Your experience, your contacts, your CPD - none of that disappears. There are many ways to remain connected to the work you care about while rebuilding your capacity to do it.
And there are roles beyond consultancy worth knowing exist: ranger and warden positions, research roles, species reintroduction projects, LPA and conservation organisation work. The sector is broader than it can feel from inside a busy consultancy team.
Resources worth having
CIEEM - the Chartered Institute of Ecology and Environmental Management - has member wellbeing resources and a professional support network worth exploring if you're a member.
Conservation Careers has published a thoughtful piece on burnout in purpose-driven work, written by someone with lived experience of it. It covers the science of burnout, recovery timelines, and self-compassion in depth — worth reading alongside this one: conservation-careers.com/burnout-in-purpose-driven-work
Books:
- Burnout: The Secret to Unlocking the Stress Cycle — Emily and Amelia Nagoski
- Mindful Self-Compassion for Burnout — Kristin Neff and Christopher Germer
Your GP. This comes up again and again. Burnout is a legitimate health concern, and your doctor can help - both with time off and with referrals to support.
A note from us
We make equipment for ecologists.
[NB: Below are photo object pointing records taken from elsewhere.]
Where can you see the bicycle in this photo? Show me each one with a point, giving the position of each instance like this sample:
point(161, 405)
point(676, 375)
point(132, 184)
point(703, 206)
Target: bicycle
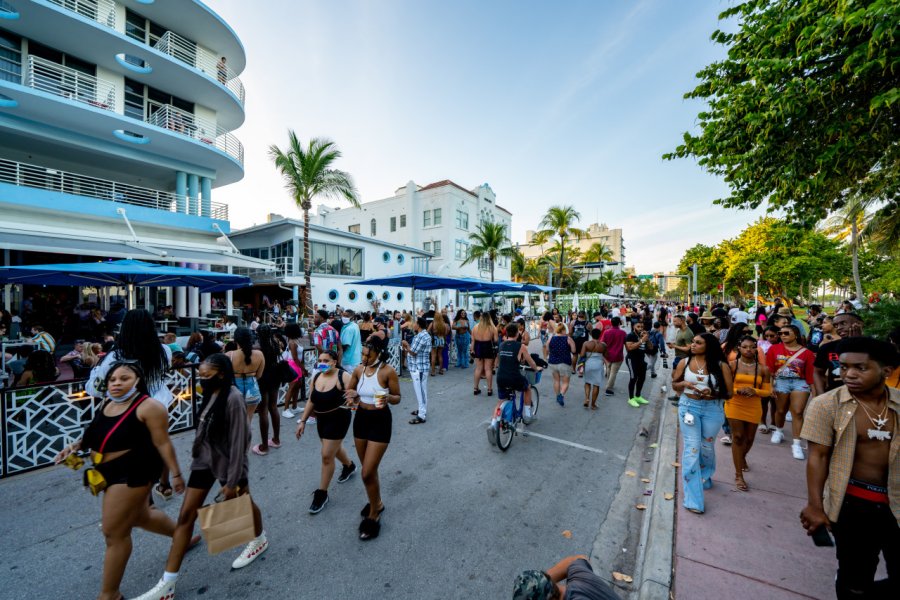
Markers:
point(512, 412)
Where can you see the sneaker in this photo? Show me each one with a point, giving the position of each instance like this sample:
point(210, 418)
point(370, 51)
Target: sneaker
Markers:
point(320, 499)
point(256, 547)
point(163, 590)
point(347, 472)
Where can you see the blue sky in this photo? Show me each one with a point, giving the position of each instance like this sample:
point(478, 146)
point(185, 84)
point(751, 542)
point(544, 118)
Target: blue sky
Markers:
point(548, 102)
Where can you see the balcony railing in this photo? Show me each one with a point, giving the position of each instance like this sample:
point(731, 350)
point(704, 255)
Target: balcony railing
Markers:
point(202, 59)
point(33, 176)
point(198, 128)
point(52, 78)
point(101, 11)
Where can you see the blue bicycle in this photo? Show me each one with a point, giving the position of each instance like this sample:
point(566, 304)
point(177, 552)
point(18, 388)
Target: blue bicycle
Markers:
point(512, 412)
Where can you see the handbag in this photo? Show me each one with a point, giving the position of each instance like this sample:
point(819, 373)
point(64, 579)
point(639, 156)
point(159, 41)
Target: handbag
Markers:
point(227, 524)
point(93, 479)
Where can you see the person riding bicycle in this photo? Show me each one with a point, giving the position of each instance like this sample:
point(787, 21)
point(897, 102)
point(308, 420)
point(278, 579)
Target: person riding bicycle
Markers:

We know that puts us at the practical end of this conversation, not the emotional one - and we're not going to pretend otherwise.
But the people who use Nightfox equipment are out at midnight doing bat surveys, navigating hedgerows in the dark, giving enormous amounts of themselves to work that most people never see or think about. That matters to us. The work matters. And the people doing it matter.
If you're struggling at the moment: we hope something here is useful. If you're not: perhaps someone you know is, and it might be worth passing on.
If you need to talk to someone, please reach out to your GP, CIEEM, or seek help from one of the many resources listed in the Health and Well-being section of the CIEEM website. You don't have to be at a crisis point to ask for support.